How connected are you with your past? Even though this may sound like a quiz from Blogthings, it is not. This is just one of those things that came to me when I read some blogs. Even after having children of their own, they still keep in touch with childhood friends, friends at primary school, high school and others at the different stages of their life.
Before I went to school, my only friend is my brother. Then I started primary school and have different set of friends at different time but I didn't keep in touch with them after I finish primary school. I wouldn't know how to contact any of them even if I have too.
Then, there are my high school friends. We went through a lot together being in the boarding school. We keep in touch via egroup but most of them are not in the group. If I have to contact anyone of them, I probably could but so far there is no need for me to. Some of us got closer because we went to the same university and some of us would feel like strangers when we meet.
As for my university friends, we keep in touch with egroups too but that is only for friends from the same batch. I have no idea where all my roommates are now. Some of them are in a different faculty and different batch. I'd love to keep in touch with them and see how they were doing but back then email address was a novelty and hand phones were still big and heavy.
After working for few years, I still have the contact number of a few ex colleagues that has become friends but we have not contacted each other very much. That's how things are nowadays. You are just so busy and so tired day in day out.
Apparently, it takes a lot of effort to keep in touch. When I was not busy going outstation or tired from conducting one training after another, I'd often call my friends or went to visit them. This was when I was in my previous job. Most of the time they have the excuse of having young children so they are not as mobile. But then they can visit other married friends and their excuse is their husband can chat with the friend's husband. The truth is, maybe our priorities are different now.

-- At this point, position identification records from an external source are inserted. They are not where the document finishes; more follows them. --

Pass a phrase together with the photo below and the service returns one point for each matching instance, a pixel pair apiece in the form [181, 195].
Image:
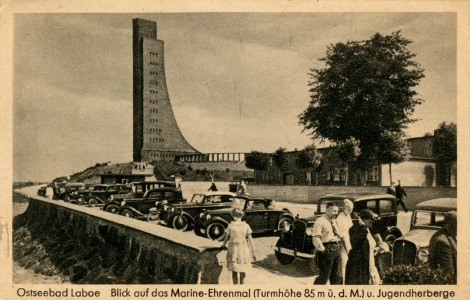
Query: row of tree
[362, 101]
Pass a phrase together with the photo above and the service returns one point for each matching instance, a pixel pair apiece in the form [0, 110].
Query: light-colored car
[427, 218]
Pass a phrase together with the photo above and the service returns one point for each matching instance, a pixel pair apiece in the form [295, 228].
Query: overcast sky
[237, 81]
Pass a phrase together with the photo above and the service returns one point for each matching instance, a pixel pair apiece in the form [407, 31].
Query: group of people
[346, 244]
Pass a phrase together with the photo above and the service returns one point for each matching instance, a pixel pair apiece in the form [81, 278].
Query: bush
[422, 274]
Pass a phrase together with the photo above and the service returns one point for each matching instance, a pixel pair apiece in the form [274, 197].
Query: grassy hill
[200, 171]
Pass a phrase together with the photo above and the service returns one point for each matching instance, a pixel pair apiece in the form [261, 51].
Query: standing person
[344, 223]
[213, 188]
[360, 268]
[443, 246]
[327, 243]
[241, 189]
[240, 250]
[400, 192]
[391, 189]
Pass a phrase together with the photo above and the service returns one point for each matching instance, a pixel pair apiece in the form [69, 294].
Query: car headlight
[423, 254]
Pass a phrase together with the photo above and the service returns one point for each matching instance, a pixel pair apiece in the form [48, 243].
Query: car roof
[357, 196]
[445, 204]
[164, 189]
[216, 194]
[75, 184]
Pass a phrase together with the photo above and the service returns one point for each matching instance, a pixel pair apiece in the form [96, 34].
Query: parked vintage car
[138, 188]
[427, 218]
[296, 240]
[146, 206]
[260, 214]
[70, 188]
[181, 216]
[100, 194]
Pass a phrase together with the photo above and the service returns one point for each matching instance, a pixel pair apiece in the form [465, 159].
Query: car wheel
[197, 231]
[216, 231]
[127, 213]
[180, 222]
[284, 259]
[92, 202]
[153, 217]
[112, 209]
[313, 263]
[283, 222]
[81, 200]
[389, 240]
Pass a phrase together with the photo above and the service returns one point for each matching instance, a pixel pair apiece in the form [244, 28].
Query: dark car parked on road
[100, 194]
[427, 218]
[181, 216]
[296, 240]
[146, 206]
[260, 214]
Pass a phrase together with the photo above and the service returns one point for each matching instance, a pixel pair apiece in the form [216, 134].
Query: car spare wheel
[180, 222]
[284, 259]
[216, 231]
[127, 213]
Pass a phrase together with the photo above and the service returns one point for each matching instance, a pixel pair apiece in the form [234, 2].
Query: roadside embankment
[311, 194]
[89, 246]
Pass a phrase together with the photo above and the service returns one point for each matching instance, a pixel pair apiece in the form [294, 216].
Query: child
[240, 251]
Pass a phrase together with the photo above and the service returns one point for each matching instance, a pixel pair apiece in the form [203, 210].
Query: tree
[279, 157]
[445, 152]
[256, 160]
[365, 92]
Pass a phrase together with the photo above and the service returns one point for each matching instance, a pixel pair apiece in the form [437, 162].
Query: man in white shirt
[327, 243]
[344, 223]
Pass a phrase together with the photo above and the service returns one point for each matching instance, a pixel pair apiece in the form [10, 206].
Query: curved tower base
[156, 132]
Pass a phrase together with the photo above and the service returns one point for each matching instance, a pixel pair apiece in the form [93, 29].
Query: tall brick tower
[156, 133]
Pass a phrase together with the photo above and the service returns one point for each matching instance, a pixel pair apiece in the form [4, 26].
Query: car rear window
[428, 218]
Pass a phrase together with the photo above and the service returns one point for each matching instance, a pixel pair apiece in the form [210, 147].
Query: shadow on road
[298, 268]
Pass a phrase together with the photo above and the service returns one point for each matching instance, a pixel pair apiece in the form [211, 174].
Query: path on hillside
[267, 270]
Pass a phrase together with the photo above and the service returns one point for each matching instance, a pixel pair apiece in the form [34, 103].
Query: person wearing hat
[443, 246]
[344, 223]
[360, 268]
[327, 242]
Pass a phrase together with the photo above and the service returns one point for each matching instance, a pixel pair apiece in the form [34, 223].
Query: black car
[427, 218]
[260, 214]
[181, 216]
[99, 194]
[138, 189]
[296, 240]
[145, 207]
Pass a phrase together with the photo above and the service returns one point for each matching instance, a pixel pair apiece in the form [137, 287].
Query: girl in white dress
[240, 250]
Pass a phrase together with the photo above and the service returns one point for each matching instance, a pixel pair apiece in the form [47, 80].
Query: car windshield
[238, 202]
[428, 218]
[256, 204]
[197, 198]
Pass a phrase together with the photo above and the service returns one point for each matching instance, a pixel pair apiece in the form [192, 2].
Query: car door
[149, 201]
[256, 215]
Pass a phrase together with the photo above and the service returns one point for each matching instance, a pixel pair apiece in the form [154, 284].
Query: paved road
[267, 270]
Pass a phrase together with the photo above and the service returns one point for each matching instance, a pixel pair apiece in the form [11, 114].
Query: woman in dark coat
[360, 263]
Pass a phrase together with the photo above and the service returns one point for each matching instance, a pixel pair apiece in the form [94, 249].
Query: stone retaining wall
[89, 246]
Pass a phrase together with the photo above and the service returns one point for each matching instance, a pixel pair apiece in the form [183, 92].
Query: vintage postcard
[218, 149]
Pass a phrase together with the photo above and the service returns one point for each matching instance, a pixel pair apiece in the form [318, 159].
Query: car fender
[179, 212]
[135, 211]
[94, 197]
[393, 230]
[215, 219]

I wouldn't have a clue if they want to discuss about baby formula or kindergarten or PIBG. And they could only listen to my traveling and photography stories. In the end it would fall back to ones effort. It is good to see those who reciprocate my effort come baby or hubby and it makes me appreciate the friendship even more.
We make friends along the way and circumstances draw us apart. I have always accepted that as how things work naturally. That is why when some bloggers wrote about their childhood friend, friends when they're still in diapers, I just felt a big sense of admiration for the bond of friendship they have and managed to keep. It is like a miracle since most of the time I have been disconnected from my past.